Plus les cas de corruption sont dénoncés dans une préfecture, plus les habitants de la région perçoivent Pékin comme davantage corrompu que leur gouvernement local, affirme une enquête réalisée par l'Université Sun Yat-sen de Canton, et publiée dans le dernier journal de l'administration publique chinoise.

Ce sentiment serait lié à la centralisation croissante du régime, analysent les auteurs, Ni Xing et Li Zhen, qui ont interrogé 83.300 personnes. Dans ce contexte, «lorsque le gouvernement local est submergé par la corruption, les gens se mettent progressivement à en attribuer la responsabilité au pouvoir central», incapable, selon eux, d'empêcher ces dérives. Seuls environ un quart des sondés considèrent que le gouvernement central est moins corrompu que celui de leur province.

Xi Jinping joue gros sur ce sujet. La corruption est le «plus grand danger» auquel est confronté le Parti communiste, a martelé le dirigeant chinois le plus autoritaire depuis Mao en juillet dernier, prônant une «tolérance zéro».

«Au moins 80 % des cadres du parti sont corrompus, ce qui paraît inévitable, tant leur pouvoir est absolu et opaque.» L'historien indépendant Zhang Lifan

Depuis, les condamnations spectaculaires se multiplient.
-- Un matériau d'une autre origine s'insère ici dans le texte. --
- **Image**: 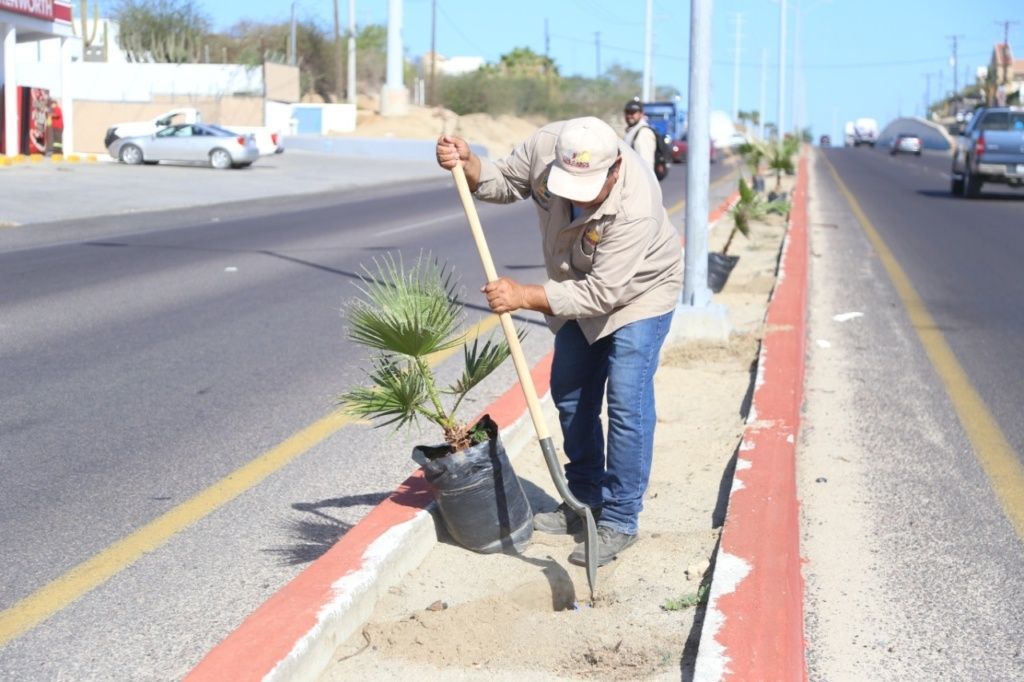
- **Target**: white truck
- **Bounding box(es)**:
[103,108,285,157]
[853,119,879,146]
Le mois dernier, 45 parlementaires ont été expulsés du Parlement pour avoir acheté des voix dans leur province d'origine, le Liaoning. Un ancien haut gradé de la province du Yunnan vient, lui, d'être condamné à mort - une peine souvent commuée en prison à vie - pour avoir touché des millions en pots-de-vin.

Certains observateurs doutent toutefois de la réelle détermination du pouvoir. Ce combat «sélectif» permettrait surtout, selon eux, à Xi Jinping d'écarter ses rivaux. Moins de 36.000 cadres du parti ont été expulsés et poursuivis devant les tribunaux en trois ans, sur quelque 7,4 millions, calcule le Financial Times. Reste qu'éradiquer le problème provoquerait un séisme. «Au moins 80 % des cadres du parti sont corrompus, ce qui paraît inévitable, tant leur pouvoir est absolu et opaque», souligne l'historien indépendant Zhang Lifan.

L'enjeu politique est pourtant crucial: les Chinois placent la corruption en tête de leurs préoccupations, devant les inégalités sociales ou les scandales alimentaires. Près d'un citoyen sur deux considère que c'est un «très grand problème», selon la dernière étude du Pew Research Center.

Autre effet contre-productif: au lieu de rendre plus réactive la chaîne de commandement, cette campagne a paralysé le pays. Craignant d'être dénoncés, de nombreux cadres du parti, de l'armée, des ministères ou des entreprises d'État «préfèrent éviter de prendre des initiatives», souligne Alice Ekman. Cela contribue, poursuit le responsable de la Chine à l'Ifri, à «maintenir une forme d'immobilisme» qui freine les réformes économiques.